Our Venture Partners is a pioneering company in South Korea's venture capital (VC) industry, celebrating its 45th anniversary this year. Founded in 1981 as a public enterprise under Korea Technology Development, it was privatized in 1999 and renamed KTB Network. After rebranding to Daol Investment, it became part of the Woori Financial Group, adopting its current name.
CEO Kim Chang-kyu has been at the helm since 2021, during the KTB Network era, and is a prominent figure in the domestic VC sector. With over 30 years of experience in the industry, he has achieved significant success. Under his leadership, Our Venture Partners has earned a reputation as a 'unicorn factory,' successfully nurturing early-stage companies into unicorns valued at over 1 trillion won. Notable successes include Toss, Woowa Brothers, Dalba Global, Hugel, Calsgen, Oris Health, and NoBroker.
Kim noted that while the VC industry has seen some relief this year, fundamental challenges remain. He pointed out that although the venture investment market has expanded rapidly, the market for recovering investments has stagnated. He explained that avenues for exits, such as initial public offerings (IPOs) and mergers and acquisitions (M&A), have not sufficiently broadened, leading to a bottleneck in capital circulation.
"The venture investment market has grown, but the exit market remains unchanged," Kim emphasized. "In a situation where the IPO market is sluggish, we need to develop the secondary market to facilitate the circulation of investment funds." He added, "Domestic VCs invest over 40 trillion to 50 trillion won annually, but for those investments to be recouped, companies must go public or undergo M&A. Currently, both pathways are not functioning adequately, resulting in a bottleneck."

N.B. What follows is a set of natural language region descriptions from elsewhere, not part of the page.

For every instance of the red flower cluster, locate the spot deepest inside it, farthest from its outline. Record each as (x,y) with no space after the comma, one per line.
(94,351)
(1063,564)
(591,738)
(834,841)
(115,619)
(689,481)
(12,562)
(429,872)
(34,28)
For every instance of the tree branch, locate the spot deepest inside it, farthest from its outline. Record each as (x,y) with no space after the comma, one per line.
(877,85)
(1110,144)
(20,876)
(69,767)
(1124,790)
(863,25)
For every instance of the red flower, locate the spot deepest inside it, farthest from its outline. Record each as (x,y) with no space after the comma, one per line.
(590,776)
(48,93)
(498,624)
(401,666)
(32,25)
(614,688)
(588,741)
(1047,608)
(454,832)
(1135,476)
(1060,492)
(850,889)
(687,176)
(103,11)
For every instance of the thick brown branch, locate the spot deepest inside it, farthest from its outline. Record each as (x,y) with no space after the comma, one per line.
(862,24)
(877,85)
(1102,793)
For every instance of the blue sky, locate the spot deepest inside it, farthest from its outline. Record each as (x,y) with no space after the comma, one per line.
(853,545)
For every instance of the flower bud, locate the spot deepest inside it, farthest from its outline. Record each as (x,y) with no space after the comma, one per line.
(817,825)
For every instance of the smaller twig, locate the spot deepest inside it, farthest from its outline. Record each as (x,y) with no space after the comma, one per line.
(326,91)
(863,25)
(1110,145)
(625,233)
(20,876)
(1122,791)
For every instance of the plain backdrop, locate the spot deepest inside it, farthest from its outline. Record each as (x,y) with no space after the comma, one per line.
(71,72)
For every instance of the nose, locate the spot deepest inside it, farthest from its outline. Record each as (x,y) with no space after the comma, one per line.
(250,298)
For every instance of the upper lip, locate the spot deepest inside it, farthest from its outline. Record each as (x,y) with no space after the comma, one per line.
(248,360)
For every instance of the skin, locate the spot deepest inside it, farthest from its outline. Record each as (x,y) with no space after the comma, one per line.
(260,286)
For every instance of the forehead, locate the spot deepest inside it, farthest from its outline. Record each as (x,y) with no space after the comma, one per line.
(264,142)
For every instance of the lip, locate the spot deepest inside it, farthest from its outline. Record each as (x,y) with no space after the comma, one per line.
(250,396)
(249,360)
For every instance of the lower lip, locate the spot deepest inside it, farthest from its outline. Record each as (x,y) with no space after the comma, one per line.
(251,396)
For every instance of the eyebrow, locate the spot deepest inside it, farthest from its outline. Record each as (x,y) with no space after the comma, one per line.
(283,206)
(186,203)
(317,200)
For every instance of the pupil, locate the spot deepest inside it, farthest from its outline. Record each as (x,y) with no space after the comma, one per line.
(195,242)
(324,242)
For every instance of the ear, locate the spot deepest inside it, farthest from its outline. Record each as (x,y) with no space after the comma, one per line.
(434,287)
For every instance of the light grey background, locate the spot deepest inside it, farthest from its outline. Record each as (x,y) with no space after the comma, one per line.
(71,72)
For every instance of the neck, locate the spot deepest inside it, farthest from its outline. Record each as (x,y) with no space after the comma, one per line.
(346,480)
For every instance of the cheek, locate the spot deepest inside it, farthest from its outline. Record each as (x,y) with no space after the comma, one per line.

While he agrees in principle with the need to eliminate underperforming companies, he cautioned against an overly conservative approach. He stated, "It is important to filter out penny stocks and zombie companies, but if we continue to raise the bar for listings by emphasizing only soundness, we risk stifling funding opportunities for growth companies and the chances for VCs to recoup their investments." He suggested that the criteria for technology-based special listings should be expanded beyond just biotech to include deep-tech companies that require longer growth periods. He warned that raising the listing threshold based on a few negative examples could hinder new companies from entering the market.
Kim proposed enhancing the secondary market as a complementary solution for the exit market. He noted, "Many companies still need additional funding after going public, but they are often excluded from investment targets. We need to create an environment where VCs can make follow-up investments in these companies." He stressed, "While supplying new funds to companies is important, ensuring that existing investments can be recouped and flow back into other companies is crucial for the venture ecosystem. As IPO recoveries stagnate, the secondary market will inevitably grow."
He also called for regulatory improvements to stimulate M&A activity. Kim stated, "The main entities capable of acquiring startups are mid-sized and large companies, but there are significant constraints due to regulations on subsidiary integration and tax issues. It is necessary to rationally reform related regulations to encourage buyers to actively pursue M&A opportunities."
* This article has been translated by AI.